Uefa has guaranteed more places for clubs from Europe’s top football leagues in the Champions League, in response to growing pressure to reform the continent’s premier club tournament and boost its appeal to broadcasters.

From the 2018/19 season, the top four leagues in Europe – currently England, Italy, Spain and Germany – will be guaranteed four places each in the Champions League group stages. Currently the top three leagues receive three guaranteed spots plus a chance for an additional team to qualify through playoffs. This effectively means there will be fewer places available for teams from the rest of Europe.

However, Uefa described the changes as “an evolution not a revolution,” and stressed that clubs from all associations will still be able to qualify for the competition.

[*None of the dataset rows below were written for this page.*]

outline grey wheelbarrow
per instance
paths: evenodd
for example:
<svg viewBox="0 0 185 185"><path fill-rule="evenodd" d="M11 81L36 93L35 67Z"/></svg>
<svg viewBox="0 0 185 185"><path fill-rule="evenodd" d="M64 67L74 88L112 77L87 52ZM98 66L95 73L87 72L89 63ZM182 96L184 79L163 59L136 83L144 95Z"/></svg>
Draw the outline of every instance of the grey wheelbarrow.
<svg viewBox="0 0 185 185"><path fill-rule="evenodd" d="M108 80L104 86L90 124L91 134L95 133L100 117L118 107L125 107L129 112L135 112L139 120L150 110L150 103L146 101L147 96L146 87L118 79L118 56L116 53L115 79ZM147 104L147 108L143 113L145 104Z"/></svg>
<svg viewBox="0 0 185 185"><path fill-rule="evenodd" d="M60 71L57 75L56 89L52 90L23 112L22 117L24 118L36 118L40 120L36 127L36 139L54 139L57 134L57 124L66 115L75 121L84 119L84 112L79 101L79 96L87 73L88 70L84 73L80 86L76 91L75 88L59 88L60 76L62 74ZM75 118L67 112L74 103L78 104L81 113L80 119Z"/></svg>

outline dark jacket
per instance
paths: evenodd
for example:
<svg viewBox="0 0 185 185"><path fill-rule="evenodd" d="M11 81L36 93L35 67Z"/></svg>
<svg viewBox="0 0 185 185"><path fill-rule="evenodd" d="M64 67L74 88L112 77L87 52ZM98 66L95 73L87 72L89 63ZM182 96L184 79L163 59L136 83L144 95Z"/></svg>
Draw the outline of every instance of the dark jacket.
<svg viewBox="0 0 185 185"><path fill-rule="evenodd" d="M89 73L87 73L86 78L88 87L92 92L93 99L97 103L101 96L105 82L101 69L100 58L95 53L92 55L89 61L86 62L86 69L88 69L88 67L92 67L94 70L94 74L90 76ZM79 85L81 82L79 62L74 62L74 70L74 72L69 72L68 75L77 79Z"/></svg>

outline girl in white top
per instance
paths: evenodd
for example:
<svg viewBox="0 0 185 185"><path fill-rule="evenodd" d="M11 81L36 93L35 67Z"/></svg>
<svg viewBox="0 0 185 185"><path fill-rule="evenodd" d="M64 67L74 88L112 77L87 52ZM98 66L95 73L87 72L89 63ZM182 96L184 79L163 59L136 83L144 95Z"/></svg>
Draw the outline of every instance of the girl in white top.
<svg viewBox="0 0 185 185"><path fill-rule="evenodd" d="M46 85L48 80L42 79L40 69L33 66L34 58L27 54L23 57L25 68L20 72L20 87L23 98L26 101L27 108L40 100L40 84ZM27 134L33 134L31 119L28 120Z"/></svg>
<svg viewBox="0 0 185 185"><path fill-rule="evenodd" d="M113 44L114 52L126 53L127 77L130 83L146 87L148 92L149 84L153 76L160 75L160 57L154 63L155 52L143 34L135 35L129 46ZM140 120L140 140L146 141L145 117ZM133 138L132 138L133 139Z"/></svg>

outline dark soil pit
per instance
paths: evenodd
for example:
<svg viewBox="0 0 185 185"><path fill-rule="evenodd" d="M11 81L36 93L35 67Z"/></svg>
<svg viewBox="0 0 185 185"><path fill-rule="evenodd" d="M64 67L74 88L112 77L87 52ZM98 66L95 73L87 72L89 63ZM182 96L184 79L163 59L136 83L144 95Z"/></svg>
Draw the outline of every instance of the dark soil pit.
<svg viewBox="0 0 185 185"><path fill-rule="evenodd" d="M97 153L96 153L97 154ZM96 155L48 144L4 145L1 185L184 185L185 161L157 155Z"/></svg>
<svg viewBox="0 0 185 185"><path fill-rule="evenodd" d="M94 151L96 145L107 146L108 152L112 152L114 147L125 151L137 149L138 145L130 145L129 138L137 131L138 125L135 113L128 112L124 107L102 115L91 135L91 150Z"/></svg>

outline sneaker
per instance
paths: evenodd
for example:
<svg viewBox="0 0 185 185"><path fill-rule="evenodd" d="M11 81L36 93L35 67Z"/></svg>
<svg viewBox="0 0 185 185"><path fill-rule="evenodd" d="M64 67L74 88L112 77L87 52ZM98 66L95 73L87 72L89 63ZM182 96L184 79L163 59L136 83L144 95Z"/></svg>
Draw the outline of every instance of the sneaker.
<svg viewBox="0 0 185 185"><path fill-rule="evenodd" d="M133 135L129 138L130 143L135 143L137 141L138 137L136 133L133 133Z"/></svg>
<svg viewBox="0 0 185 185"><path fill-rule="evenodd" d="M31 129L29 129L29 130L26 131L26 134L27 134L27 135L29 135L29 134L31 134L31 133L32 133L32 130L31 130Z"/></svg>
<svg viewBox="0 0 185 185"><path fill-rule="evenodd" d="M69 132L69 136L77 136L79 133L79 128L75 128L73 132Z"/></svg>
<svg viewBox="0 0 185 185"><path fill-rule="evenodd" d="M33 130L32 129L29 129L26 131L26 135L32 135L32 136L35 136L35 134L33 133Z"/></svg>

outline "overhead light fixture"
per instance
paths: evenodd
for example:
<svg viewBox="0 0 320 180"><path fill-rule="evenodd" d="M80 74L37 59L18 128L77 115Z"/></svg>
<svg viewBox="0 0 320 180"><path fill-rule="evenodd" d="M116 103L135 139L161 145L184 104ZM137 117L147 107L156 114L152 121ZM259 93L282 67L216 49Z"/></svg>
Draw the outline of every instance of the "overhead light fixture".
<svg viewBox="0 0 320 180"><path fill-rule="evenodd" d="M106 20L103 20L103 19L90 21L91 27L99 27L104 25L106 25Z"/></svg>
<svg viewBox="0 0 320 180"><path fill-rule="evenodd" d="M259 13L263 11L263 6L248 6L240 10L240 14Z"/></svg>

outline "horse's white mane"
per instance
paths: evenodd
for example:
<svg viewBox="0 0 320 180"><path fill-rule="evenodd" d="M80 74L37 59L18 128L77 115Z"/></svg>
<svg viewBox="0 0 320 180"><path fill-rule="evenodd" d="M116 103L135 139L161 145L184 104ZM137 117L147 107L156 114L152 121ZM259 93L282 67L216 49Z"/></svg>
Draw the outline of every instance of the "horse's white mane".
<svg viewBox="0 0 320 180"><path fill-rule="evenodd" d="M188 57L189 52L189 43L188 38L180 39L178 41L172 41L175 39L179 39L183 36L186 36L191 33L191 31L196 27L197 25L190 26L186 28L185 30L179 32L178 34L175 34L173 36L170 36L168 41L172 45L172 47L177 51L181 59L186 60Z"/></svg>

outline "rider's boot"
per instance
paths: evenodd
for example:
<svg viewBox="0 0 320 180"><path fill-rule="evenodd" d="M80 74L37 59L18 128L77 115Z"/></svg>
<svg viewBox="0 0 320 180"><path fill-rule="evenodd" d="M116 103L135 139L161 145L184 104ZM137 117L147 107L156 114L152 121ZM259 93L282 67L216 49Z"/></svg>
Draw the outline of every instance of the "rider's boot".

In an attempt to head off expected criticism over the changes, Uefa released a Q&A alongside the announcement to address questions such whether “the new format will only see bigger clubs from bigger countries getting richer and richer”.

It said “all clubs will receive more money for sporting success and less for just being in a large television market,” and increased payments to clubs who are knocked out in the qualifying phase.

Theodore Theodoridis, Uefa interim general secretary, said:

The evolution of UEFA’s club competitions is the result of a wide-ranging consultative process involving all stakeholders and taking into account a wide range of expertise and perspectives.

The amendments made will continue to ensure qualification based on sporting merit, and the right of all associations and their clubs to compete in Europe’s elite club competitions.

We are happy that European football remains united behind the concepts of solidarity, fair competition, fair distribution and good governance.

Europe’s governing body for the sport has been under pressure to reform the tournament to increase the amount of money it generates from television rights.

A recent report by consultants Oliver & Ohlbaum encouraged Uefa to reduce the number of teams in the tournament to make it more appealing to broadcasters. The study said Uefa risks a breakaway by the continent’s biggest clubs unless it implements “immediate” and “radical” reforms.

In July the Financial Times reported that Dalian Wanda Group, the property and entertainment conglomerate run by China’s richest man, Wang Jianlin, was backing plans to launch a rival competition which would guarantee more places for Europe’s heavyweight teams.